The total number of Households in Kandukur Municipality as per the 2011 census is 13,934. The average household size in Kandukur Municipality is 3.8 persons per household. The majority of the population in Kandukur Municipality is Hindu which is 315 (67%). Other religions are Muslim and Christian which are 108 (23%) and 50 (10%) respectively. Maximum households are engaged in other daily wage activities. They do not have permanent jobs or their own businesses. Maximum households have monthly income within a range of Rs. 10,001 to Rs. 20,000.

== Education ==
The primary and secondary school education is imparted by government, aided and private schools, under the School Education Department of the state. There are a total of 26 schools in Kandukur, out of which 19 are private schools and 7 are government.
Zilla Parishad Girls High School is a government secondary school in Kandukur. The school provides education as per the state syllabus and implements government welfare schemes such as the Mid-Day Meal Programme to support students’ nutrition. The institution aims to improve access to education for girls in the region.implements the Mid-Day Meal Programme

== Connectivity ==

Kandukur (earlier known as Skandapuri) is located on the Southern side of Vijaywada in Prakasam District. It is connected by State Highway to Kanigiri by SH 35 which connects Kandukur to Kanigiri on the Western side and links to NH16 towards the East. Kandukur is connected by 2 other State Highways which connect Kandukur to Pamur towards the South-West side by Kandukur-Pamur Road and Gudluru and Thettu by Kandukur-Gudluru-Thettu road towards the Southern side.

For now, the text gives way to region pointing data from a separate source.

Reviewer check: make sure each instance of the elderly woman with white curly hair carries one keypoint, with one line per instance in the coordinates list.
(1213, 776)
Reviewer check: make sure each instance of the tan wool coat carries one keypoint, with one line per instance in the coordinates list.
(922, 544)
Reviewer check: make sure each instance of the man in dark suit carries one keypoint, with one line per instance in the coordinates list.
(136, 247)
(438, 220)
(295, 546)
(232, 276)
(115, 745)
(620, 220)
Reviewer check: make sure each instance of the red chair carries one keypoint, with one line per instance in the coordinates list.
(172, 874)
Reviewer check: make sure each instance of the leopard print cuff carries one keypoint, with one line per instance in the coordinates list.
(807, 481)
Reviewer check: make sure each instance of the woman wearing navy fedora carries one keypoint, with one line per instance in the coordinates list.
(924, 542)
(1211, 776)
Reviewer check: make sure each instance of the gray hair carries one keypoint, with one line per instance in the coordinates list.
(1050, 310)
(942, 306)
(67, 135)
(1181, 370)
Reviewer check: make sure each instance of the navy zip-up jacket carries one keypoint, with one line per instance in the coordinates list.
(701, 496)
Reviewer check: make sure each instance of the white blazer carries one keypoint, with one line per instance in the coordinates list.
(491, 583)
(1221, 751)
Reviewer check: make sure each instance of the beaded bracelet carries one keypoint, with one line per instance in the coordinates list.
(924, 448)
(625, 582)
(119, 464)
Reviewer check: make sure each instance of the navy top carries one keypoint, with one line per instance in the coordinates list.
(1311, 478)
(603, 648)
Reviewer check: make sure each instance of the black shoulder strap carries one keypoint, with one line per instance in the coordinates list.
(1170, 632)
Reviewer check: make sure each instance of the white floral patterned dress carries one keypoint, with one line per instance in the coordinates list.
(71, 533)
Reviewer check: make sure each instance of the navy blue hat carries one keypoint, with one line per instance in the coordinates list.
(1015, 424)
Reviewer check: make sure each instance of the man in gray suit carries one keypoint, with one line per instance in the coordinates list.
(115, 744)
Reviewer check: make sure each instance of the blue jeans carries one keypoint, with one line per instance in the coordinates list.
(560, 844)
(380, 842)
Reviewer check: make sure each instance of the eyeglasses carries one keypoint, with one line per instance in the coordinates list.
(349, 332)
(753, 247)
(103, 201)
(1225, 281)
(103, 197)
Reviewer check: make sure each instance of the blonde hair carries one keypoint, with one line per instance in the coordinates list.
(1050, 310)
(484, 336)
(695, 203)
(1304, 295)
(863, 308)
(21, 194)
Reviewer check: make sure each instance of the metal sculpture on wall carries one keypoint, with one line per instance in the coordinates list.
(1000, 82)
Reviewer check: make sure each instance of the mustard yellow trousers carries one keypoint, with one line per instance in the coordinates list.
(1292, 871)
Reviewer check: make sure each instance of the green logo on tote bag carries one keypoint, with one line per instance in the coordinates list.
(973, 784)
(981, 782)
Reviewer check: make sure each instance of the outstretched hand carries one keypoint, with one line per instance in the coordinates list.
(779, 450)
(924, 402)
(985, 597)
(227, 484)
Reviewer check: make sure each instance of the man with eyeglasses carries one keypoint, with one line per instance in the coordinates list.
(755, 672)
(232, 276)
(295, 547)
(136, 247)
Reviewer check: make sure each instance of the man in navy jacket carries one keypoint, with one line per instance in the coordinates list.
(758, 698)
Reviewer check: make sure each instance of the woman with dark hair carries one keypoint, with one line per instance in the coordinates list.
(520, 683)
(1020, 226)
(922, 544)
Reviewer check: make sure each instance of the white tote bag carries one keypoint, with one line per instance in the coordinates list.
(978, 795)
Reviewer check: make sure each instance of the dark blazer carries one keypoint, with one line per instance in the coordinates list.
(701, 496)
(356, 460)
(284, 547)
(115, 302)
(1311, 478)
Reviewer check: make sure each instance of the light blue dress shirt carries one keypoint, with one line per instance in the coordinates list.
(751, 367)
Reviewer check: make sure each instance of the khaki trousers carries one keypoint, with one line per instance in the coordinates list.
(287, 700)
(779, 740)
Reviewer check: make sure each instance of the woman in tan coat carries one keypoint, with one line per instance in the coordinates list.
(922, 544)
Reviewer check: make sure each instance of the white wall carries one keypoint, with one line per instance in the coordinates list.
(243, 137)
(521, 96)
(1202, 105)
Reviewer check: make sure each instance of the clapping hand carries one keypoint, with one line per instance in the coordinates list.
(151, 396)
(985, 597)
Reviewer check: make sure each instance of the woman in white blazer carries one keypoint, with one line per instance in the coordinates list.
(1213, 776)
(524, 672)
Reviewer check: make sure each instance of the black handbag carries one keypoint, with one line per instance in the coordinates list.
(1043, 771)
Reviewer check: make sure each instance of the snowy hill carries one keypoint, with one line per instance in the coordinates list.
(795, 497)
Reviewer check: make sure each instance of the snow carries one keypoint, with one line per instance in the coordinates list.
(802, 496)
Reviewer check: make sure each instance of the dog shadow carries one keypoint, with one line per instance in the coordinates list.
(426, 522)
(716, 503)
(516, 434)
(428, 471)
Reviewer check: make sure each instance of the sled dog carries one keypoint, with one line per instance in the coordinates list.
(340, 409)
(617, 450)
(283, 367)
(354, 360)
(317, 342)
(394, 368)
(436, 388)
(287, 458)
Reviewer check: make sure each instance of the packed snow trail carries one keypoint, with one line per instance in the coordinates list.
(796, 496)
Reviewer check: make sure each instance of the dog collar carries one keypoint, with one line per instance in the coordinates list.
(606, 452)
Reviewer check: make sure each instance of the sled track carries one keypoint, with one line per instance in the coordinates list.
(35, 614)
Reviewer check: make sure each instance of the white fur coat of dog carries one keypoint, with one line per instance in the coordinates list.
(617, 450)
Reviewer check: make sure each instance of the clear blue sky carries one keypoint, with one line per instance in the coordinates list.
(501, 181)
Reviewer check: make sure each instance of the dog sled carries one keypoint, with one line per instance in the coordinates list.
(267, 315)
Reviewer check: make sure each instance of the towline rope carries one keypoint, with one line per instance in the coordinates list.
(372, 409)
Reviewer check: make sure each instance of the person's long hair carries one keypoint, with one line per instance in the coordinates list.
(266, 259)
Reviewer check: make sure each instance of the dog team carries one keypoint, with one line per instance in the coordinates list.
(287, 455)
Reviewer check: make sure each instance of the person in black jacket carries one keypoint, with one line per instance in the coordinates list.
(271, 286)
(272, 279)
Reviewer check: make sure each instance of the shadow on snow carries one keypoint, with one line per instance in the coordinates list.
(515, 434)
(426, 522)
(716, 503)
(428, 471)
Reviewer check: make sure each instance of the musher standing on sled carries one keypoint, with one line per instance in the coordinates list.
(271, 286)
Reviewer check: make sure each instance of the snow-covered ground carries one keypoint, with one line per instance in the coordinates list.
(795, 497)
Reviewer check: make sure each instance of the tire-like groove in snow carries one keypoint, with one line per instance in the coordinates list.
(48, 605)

National Highway 167B, which starts at Mydukuru passes through the town and eventually terminates at National Highway 16 which is part of Golden Quadrilateral highway network on the outskirts of Singarayakonda. APSRTC is a major Bus station in Kandukur.

The nearest Railway Station to Kandukur is Singarayakonda. This Railway Station is classified as a B–category station in the Vijayawada Railway Division of the South Central Railway Zone. Singrayakonda is connected 10 km by road. The other nearest railway station is - Markapur - 60 km far by road. Ongole is about 45 km and Singarayakonda is 15 km
away from Kandukur. A new Railway Station is coming up in Kanigiri under the new Railway Line project of the Nadikudi–Srikalahasti section.

Vijayawada Airport is the closest airport to Kandukur, around 210 km. Other International Airports nearby airports are Hyderabad, Tirupati and Chennai. All these airports have good connectivity with major Indian cities like Delhi, Mumbai, Kolkata, Banglore and other International Cities. There is a proposal for a Green Field Domestic Airport at Ongole, which is near around 45 km away from Kandukur.